In 2017, Brian Griffin was invited to undertake an artist’s residency in Béthune-Bruay, Northern France. He drew his idea for the project he created from the fact that Béthune-Bruay was just ten miles from the Western Front during World War One.
Many people were killed and wounded in the region during the war – some making it back home but others “disappearing into the earth”. On discovering that there is also a McCain oven chips factory in the area, Griffin was struck by the macabre thought that the potatoes they grow there come from the same soil.
During the three weeks he spent on the residency, Griffin photographed both inside the McCain factory and on the former battle sites.

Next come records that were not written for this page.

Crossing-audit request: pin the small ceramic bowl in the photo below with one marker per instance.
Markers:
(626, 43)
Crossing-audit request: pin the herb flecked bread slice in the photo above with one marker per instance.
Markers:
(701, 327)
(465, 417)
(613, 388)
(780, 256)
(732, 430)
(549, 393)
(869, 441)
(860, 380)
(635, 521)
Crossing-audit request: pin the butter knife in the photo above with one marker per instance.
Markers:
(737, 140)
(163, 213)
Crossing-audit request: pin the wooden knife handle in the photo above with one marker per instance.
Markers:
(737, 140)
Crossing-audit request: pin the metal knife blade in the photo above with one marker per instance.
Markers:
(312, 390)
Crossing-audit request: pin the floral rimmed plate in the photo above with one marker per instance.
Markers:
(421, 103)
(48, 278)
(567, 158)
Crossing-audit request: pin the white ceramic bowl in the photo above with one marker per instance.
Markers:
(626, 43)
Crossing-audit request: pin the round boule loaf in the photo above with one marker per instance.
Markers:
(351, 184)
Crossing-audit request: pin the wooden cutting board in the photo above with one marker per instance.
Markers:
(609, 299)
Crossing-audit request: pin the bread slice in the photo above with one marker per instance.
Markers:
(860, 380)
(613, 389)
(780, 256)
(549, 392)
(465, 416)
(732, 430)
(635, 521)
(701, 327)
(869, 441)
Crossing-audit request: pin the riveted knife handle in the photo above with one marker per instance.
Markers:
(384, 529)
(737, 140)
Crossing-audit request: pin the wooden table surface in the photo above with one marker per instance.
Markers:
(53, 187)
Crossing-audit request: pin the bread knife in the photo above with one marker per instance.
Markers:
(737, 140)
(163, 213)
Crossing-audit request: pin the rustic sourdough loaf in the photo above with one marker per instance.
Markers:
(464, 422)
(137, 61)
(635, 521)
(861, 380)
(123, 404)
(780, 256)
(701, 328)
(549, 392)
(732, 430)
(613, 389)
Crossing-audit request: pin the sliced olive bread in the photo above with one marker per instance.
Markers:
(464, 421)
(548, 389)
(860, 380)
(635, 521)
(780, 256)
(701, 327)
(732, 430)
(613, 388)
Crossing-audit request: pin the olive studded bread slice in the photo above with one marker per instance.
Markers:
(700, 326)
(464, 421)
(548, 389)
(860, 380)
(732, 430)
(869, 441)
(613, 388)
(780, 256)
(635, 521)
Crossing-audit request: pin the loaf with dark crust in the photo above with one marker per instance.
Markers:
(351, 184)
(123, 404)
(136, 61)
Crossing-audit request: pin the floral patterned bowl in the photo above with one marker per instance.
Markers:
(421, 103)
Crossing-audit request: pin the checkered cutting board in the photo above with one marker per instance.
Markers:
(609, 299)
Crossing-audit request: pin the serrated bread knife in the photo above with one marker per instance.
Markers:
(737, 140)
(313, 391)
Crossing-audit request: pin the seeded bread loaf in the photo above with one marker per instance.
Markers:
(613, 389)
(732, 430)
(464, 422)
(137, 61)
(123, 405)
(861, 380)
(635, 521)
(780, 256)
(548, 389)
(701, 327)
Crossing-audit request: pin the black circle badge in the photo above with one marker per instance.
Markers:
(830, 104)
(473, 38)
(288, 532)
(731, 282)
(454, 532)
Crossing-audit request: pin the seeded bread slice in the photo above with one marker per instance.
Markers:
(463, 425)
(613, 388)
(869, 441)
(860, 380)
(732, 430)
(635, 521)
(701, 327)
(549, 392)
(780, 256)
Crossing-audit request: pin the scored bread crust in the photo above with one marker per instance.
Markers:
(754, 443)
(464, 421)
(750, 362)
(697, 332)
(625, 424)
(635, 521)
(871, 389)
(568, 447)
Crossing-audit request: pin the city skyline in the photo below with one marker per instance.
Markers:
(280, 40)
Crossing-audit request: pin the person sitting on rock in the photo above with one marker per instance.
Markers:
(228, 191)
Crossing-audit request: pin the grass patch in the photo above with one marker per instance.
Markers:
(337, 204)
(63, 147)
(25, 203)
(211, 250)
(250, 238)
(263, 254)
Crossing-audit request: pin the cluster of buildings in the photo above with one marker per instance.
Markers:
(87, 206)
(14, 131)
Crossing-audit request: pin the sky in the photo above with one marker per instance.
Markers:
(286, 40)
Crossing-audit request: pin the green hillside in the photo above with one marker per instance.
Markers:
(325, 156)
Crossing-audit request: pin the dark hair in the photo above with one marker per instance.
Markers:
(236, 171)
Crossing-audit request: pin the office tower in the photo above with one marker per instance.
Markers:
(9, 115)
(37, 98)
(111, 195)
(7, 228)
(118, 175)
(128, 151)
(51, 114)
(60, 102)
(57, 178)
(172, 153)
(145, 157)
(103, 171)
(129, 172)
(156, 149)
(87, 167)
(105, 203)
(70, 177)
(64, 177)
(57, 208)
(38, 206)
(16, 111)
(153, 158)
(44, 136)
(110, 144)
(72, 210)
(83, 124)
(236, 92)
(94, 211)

Griffin says: “Around the city, there are massive fields of potatoes, which end up on our plates, McDonald’s French fries, you know. Those potatoes grow in soil where bodies and body parts and rivers of human blood have been buried within the soil! So I decided to spend a day or two in this factory. I saw potatoes coming in large trucks and samples being taken. What happens when the soil which we feed from, is also that which houses the blood of thousands of soldiers?”.
Spud, the informal British word for potato, was also a slang term used to refer to a low ranking British soldiers in World War I.
The project has been dedicated to the First World War by Griffin and ultimately resulted in a book; SPUD published by GOST (March 2018).